En un desarrollo significativo en la causa que investiga el financiamiento del viaje de Manuel Adorni, jefe de Gabinete, a Punta del Este, la Policía de Seguridad Aeroportuaria (PSA) llevó a cabo un operativo en las instalaciones de la TV Pública. Este procedimiento, realizado el pasado viernes, surgió como consecuencia de la declaración del piloto Agustín Issin Hansen, quien aportó información crucial que ha ampliado el espectro de la investigación.
El operativo estuvo orientado a la recolección de documentación que permita esclarecer el circuito financiero que sustentó el vuelo privado. Fuentes cercanas a la investigación señalaron que el objetivo principal fue obtener contratos, facturas y registros administrativos que ayuden a reconstruir los detalles de cómo se financió el traslado de Adorni. La indagación ha tomado un giro inesperado, centrando la atención en posibles conexiones con el periodista Marcelo Grandio, quien ha sido mencionado en el expediente como parte de la organización del vuelo.
Durante la intervención de la PSA, los agentes se enfocaron en la búsqueda de documentación que pudiera demostrar la existencia de relaciones comerciales o financieras entre los actores implicados. Este tipo de diligencias son comunes en investigaciones de esta índole, donde la transparencia en el flujo de dinero es fundamental para esclarecer responsabilidades. La conexión entre la TV Pública y el viaje a Punta del Este ha suscitado interrogantes sobre el uso de recursos públicos y la ética en la gestión de fondos por parte de funcionarios de alto rango.
La relevancia de esta causa no solo radica en el hecho de que involucra a un funcionario de primera línea del Gobierno, sino también en las posibles implicancias institucionales que podría acarrear. La investigación busca determinar quién fue el responsable del financiamiento del vuelo y en qué condiciones se realizó, lo que podría desatar un efecto dominó en la esfera política. Hasta el momento, el entorno de Adorni no ha emitido comentarios sobre el operativo, lo que ha generado aún más especulaciones en torno a la situación del funcionario.

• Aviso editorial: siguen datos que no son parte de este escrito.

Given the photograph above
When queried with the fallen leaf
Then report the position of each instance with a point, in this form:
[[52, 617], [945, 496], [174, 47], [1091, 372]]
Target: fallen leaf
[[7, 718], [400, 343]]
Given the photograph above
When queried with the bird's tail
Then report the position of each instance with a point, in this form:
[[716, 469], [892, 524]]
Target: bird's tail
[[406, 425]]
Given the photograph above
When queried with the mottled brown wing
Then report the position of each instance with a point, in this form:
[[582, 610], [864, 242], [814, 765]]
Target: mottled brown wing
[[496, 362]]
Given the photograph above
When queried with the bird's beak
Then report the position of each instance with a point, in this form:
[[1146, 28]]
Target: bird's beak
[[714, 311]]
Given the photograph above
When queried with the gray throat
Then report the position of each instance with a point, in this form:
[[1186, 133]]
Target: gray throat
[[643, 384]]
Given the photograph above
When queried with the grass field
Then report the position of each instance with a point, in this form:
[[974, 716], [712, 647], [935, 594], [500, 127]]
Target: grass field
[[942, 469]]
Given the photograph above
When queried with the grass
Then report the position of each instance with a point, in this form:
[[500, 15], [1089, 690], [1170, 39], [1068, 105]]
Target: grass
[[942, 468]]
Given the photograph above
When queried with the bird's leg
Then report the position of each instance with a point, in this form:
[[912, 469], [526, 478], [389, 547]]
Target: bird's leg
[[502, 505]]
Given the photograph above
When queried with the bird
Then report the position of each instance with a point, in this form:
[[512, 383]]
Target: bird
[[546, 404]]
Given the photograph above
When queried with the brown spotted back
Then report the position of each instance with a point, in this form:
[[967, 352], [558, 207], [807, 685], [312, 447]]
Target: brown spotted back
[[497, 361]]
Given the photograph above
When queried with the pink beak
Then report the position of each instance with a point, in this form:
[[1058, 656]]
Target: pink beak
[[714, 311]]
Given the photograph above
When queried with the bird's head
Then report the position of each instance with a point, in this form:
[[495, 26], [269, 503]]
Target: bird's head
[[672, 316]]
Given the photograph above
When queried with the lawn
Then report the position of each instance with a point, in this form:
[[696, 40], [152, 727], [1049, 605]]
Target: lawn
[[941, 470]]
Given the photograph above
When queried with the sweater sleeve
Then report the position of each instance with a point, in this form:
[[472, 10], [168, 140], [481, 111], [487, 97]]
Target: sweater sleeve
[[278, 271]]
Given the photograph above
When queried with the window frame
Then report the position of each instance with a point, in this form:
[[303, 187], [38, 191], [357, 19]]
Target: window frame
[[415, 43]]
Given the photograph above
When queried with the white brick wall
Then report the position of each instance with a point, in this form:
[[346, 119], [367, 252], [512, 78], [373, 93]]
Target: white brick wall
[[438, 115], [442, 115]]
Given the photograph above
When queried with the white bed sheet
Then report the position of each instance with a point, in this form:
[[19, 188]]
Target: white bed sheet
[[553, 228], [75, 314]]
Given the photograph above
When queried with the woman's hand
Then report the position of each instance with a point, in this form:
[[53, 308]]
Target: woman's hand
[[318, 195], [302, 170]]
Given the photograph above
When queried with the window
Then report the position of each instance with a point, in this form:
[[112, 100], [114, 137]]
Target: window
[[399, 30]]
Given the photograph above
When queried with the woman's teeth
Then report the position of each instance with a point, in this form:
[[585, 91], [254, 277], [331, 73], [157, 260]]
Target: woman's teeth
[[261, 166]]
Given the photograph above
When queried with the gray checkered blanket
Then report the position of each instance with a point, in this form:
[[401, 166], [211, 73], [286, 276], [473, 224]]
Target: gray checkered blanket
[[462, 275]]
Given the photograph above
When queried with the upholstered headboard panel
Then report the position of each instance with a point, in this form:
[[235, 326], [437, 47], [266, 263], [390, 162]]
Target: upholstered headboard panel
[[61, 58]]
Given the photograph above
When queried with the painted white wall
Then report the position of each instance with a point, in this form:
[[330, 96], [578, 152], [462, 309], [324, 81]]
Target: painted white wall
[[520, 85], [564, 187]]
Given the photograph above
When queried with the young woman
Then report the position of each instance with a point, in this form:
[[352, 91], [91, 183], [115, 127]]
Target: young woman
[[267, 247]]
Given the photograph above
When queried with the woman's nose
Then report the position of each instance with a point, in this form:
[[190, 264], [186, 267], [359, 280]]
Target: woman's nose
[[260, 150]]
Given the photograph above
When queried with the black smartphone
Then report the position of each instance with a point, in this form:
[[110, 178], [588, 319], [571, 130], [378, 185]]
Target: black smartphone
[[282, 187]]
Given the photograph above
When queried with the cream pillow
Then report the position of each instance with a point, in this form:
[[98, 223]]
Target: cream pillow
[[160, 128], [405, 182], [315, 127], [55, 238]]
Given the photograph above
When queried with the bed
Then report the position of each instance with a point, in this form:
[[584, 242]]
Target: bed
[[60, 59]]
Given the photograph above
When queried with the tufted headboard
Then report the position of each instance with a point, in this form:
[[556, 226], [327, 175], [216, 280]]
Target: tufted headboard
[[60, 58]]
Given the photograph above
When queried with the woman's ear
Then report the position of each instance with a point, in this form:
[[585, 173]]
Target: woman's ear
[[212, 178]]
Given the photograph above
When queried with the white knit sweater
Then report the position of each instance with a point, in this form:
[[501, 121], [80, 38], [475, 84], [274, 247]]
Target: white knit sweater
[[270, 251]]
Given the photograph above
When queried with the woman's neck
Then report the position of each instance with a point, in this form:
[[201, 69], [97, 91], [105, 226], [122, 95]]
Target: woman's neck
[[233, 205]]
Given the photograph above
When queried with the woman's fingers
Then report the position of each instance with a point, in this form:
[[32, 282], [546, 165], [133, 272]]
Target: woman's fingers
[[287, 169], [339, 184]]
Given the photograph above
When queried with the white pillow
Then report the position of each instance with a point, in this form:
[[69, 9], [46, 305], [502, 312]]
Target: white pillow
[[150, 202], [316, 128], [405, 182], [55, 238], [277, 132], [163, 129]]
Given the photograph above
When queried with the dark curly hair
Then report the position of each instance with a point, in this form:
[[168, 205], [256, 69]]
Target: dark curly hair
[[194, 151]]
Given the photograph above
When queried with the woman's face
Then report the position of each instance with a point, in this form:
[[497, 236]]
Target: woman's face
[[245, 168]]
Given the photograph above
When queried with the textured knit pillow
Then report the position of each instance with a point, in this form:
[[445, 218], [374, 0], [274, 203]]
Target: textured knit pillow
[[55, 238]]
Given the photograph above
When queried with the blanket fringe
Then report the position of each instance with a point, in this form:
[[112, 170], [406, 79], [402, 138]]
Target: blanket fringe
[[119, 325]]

A medida que avanza la causa, se siguen tomando medidas para recolectar pruebas que permitan esclarecer la trazabilidad del dinero involucrado. Este operativo de la PSA es un paso más en la búsqueda de información que podría ser clave para el expediente. Las autoridades judiciales están comprometidas en desentrañar la red de relaciones que podrían haber facilitado el financiamiento del viaje, lo que ha elevado la tensión en el escenario político actual.
La declaración de Agustín Issin, quien fue testigo en la causa, ha añadido un nuevo elemento a la trama. Durante su testimonio ante el juez Ariel Lijo y el fiscal Gerardo Pollicita, Issin indicó que el periodista Marcelo Grandio fue quien pagó el viaje y que incluso sugirió la posibilidad de "vender algún tramo" del vuelo para reducir costos. Este tipo de detalles revela la complejidad de las interacciones entre los involucrados y cómo estas pueden influir en la percepción pública sobre la gestión de fondos y la ética de los funcionarios. Además, el testigo mencionó que la única prueba del pago era un mensaje de chat, lo que subraya la informalidad con la que se manejan algunas de estas transacciones, algo que podría ser motivo de controversia en el futuro.